Debate sobre a cultura do cancelamento na sociedade contemporânea

Enviada em 16/10/2020

Para o filósofo escocês David Hume, a principal característica que difere o ser humano dos outros animais é o seu pensamento, habilidade que permite ver aquilo que nunca foi visto e ouvir aquilo que nunca foi ouvido. Sob essa ótica, vê-se que a internet representa a capacidade do indivíduo de transpor suas ideias e pensamentos, de modo a possibilitar boicotar as pessoas por comportamento que o público considere inadequado. É prudente apontar, diante disso, que a cultura do cancelamento deve ser combatida, haja vista entender a finalidade de combater os excessos consolidados por aspectos sociais e aspectos midiáticos.

Em primeiro plano, é lícito postular a persistência desses ataques virtuais afronta estruturalmente um convívio harmônico, e consequentemente não pode ser deixado de lado. Para entender essa lógica, pode-se mencionar o renomado filósofo Michel Foucault, o qual, em sua obra “Vigiar e Punir”, ratifica tornar os corpos passivos e dóceis a aceitar a realidade social e tudo que lhe é oferecido. Dessa forma, o indivíduo fica passivo e acaba seguindo o exemplo para se encaixar, é exatamente nessa conjuntura que se insere o “tribunal virtual “, que impulsiona atitudes veladas e as pessoas seguem a tendência por ser mais aceita socialmente. É perceptível, portanto, que a persistência desse panorama instaura o paradigma de deslegitimar e silenciar parte da sociedade.

Ademais, a internet atualmente tem um importante papel social na comunicação seletiva, e uma de suas vantagens é a facilidade para difundir notícias falsas. Indubitavelmente, a Declaração Universal dos Direitos Humanos, de 1948, defende a manutenção do respeito entre os povos de uma nação. Contudo, é desanimador que tal diretriz não dá sinais de plena execução e, para provar isso, basta analisar as pesquisas do veículo de informação UOL, que demonstram a lamentável perpetuação de notícias inverídicas. Vê-se, então, o perigo dessa prática já que com o fácil acesso a essa manipulação pessoas podem ser prejudicadas, o qual alicerça uma sociedade cujos efeitos destroem, em muitos eixos, a dignidade do ser humano.

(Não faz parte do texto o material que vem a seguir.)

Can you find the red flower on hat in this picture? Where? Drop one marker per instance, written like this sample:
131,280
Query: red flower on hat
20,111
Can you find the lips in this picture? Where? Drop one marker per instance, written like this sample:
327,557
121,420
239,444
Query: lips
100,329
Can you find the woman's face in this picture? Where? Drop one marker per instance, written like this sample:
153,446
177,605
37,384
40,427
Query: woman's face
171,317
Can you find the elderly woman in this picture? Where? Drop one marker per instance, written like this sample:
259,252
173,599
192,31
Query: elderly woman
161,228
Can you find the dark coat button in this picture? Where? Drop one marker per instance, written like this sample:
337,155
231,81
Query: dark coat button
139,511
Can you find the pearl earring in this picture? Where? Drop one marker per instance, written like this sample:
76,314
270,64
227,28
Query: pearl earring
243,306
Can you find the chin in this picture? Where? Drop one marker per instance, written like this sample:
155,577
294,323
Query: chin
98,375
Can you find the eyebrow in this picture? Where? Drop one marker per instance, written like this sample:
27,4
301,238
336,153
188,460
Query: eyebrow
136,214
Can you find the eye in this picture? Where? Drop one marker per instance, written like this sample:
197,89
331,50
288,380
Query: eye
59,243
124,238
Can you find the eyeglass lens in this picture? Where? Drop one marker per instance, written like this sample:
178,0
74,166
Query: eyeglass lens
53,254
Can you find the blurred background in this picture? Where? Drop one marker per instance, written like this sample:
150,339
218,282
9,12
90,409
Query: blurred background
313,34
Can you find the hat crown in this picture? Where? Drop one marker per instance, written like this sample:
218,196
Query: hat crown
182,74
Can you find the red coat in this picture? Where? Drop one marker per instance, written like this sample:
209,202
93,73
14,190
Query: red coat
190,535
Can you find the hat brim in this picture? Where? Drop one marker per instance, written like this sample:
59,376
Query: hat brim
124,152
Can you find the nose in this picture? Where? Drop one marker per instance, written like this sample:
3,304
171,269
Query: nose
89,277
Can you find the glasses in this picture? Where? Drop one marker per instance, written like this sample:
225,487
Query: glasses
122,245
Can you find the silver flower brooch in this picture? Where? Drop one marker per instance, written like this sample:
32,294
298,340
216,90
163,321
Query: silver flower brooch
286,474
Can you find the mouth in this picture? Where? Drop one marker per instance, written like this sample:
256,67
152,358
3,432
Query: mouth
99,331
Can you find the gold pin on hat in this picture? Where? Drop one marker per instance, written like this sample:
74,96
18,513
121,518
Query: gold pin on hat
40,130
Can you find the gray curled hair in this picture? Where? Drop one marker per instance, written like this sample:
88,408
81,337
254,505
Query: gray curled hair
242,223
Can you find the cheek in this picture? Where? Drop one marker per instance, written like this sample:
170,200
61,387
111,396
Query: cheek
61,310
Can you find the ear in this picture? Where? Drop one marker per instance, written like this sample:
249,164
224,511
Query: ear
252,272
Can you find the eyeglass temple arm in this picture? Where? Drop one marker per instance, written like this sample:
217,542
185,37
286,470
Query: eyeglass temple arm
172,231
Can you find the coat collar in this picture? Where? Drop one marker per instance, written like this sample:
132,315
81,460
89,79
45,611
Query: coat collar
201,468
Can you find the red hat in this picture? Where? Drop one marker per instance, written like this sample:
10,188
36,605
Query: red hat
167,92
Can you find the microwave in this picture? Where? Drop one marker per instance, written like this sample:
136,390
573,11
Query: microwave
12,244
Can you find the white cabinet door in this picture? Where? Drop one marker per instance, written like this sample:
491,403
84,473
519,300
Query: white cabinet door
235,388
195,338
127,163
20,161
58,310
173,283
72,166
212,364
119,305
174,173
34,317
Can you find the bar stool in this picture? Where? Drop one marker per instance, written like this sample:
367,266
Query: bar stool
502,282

Torna-se evidente, portanto, que combater os excessos consolidados pelos aspectos sociais e midiáticos corrobora para o desmanche gradual da cultura do cancelamento. Nesse contexto, o Ministério da Educação e a mídia deve debater os impactos dessa cultura, por meio de discussões em aulas de sociologia e a divulgação das consequências na vida das pessoas canceladas, e não só abordem os princípios envolvidos nessa prática mas também as pessoas que são acusadas injustamente ou por um único erro. Assim, o cancelamento vai ser combatido o que confirmará o artigo 1948 da Constituição.